Packaging models

This page covers retraining the IBD ensemble on the full dataset and saving it in a format the backend can load.

The deployment script

The complete workflow is implemented in example/IBD/deploy_ibd.py:

example/IBD/deploy_ibd.py


from mllabiome.production import ProductionPipeline
 
# --- Paths (same data used in the experiment) ---
EXPERIMENT_DIR = "results/ibd_franzosa"
ENSEMBLE_SUMMARY = "ensemble/ensemble_summary.json"
PROFILE_PATH = "example/IBD/data/FRANZOSA_IBD_2019_profiles_hierarchical.tsv"
METADATA_PATH = "example/IBD/data/metadata.tsv"
 
# --- Load ensemble configuration ---
pipeline = ProductionPipeline(
    experiment_dir=EXPERIMENT_DIR,
    ensemble_summary_path=ENSEMBLE_SUMMARY,
)
 
# --- Retrain all ensemble members on the full dataset ---
pipeline.train_production_models(
    train_data_path=PROFILE_PATH,
    train_targets_path=METADATA_PATH,
    sample_id_column="Sample",
    target_column="Study.Group",
    save_dir="app/backend/production_models/ibd_franzosa",
)
 
# --- Quick sanity check: predict on the training data itself ---
predictions = pipeline.predict(
    test_data_path=PROFILE_PATH,
    sample_id_column="Sample",
    return_probabilities=True,
)
 
print("\nSample predictions (first 5):")
print(predictions.head())
print(f"\nTotal samples predicted: {len(predictions)}")
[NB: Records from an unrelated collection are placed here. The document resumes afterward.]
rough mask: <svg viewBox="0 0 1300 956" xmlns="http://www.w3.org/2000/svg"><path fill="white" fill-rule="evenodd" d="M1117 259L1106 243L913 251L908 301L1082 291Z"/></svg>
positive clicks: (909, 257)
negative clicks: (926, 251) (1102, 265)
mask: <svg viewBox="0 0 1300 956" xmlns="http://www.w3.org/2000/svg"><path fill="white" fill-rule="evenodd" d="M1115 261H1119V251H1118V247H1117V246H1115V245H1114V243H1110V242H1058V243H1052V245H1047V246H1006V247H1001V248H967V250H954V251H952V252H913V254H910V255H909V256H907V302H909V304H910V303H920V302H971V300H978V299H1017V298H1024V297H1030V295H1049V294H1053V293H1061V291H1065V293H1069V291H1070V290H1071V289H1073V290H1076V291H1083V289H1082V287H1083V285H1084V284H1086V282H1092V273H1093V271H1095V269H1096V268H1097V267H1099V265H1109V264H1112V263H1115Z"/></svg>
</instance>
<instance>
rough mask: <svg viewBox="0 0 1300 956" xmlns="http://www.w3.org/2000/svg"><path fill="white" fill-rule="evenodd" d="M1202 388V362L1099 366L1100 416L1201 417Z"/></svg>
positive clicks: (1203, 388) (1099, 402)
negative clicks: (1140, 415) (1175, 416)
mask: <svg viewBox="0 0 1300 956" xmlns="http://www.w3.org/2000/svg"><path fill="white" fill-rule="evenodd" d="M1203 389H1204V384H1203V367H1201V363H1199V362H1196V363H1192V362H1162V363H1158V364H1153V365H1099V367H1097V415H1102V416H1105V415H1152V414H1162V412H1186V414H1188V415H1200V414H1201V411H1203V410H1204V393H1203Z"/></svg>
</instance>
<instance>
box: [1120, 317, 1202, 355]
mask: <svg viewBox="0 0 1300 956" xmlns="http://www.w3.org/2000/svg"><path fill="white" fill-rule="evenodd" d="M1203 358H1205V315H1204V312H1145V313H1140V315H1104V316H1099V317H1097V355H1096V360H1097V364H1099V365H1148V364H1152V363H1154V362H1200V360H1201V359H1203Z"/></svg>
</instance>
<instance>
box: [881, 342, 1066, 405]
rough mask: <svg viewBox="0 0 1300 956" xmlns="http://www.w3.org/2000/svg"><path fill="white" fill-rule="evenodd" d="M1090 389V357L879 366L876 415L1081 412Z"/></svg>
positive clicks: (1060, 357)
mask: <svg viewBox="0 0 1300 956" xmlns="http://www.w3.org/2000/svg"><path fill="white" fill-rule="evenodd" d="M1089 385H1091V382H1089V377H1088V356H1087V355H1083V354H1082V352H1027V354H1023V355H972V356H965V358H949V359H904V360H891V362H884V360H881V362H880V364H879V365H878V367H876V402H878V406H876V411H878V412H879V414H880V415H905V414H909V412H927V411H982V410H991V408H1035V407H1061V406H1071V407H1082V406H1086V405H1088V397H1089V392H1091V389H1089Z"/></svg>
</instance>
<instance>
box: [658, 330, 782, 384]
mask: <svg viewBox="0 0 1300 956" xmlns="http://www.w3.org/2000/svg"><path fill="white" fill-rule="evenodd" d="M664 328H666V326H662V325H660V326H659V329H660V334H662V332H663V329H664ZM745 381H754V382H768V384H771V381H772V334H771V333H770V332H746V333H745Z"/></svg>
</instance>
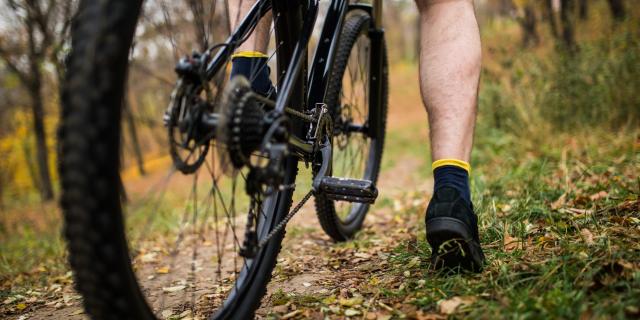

Run it from the repository root:


python example/IBD/deploy_ibd.py

The rest of this page walks through each part of the script in detail.

Step-by-step breakdown

Loading the ensemble configuration

ProductionPipeline reads the experiment directory and locates ensemble_summary.json. Because the IBD experiment stores it under ensemble/, the path is passed explicitly:


pipeline = ProductionPipeline(
    experiment_dir="results/ibd_franzosa",
    ensemble_summary_path="ensemble/ensemble_summary.json",
)

The pipeline prints a confirmation:


✓ Loaded ensemble configuration:
  Target: Study.Group
  Method: copeland
  Models: 5
  Inner CV Score: 0.6853

Retraining on all training data

During the experiment, each model was trained on a single CV fold. train_production_models retrains every ensemble member using all 220 samples. Each model keeps its original preprocessing (taxonomic filtering, compositional transformation, feature set):


pipeline.train_production_models(
    train_data_path=PROFILE_PATH,
    train_targets_path=METADATA_PATH,
    sample_id_column="Sample",
    target_column="Study.Group",
    save_dir="app/backend/production_models/ibd_franzosa",
)

Output files

After training completes, app/backend/production_models/ibd_franzosa/ contains:


ibd_franzosa/
  XGBoost_n_estimators-1000.pkl
  RandomForestClassifier_min_samples_leaf-5_n_estimators-1000_random_state-91.pkl
  ...                                     # one .pkl per ensemble member
  ensemble_config.json                     # aggregation strategy, model list, score
  pipeline_configs.json                    # per-model preprocessing settings

Verifying locally

Before starting the backend, the pipeline can predict directly. The script runs the full ensemble (preprocessing, per-model prediction, Copeland aggregation) on the training data as a sanity check:


predictions = pipeline.predict(
    test_data_path=PROFILE_PATH,
    sample_id_column="Sample",
    return_probabilities=True,
)

This returns a DataFrame with one row per sample.

Loading a saved pipeline

A previously saved production directory can be reloaded without the original experiment:


loaded = ProductionPipeline.load_production("app/backend/production_models/ibd_franzosa")
 
predictions = loaded.predict(
    test_data_path="new_samples.tsv",
    sample_id_column="Sample",
)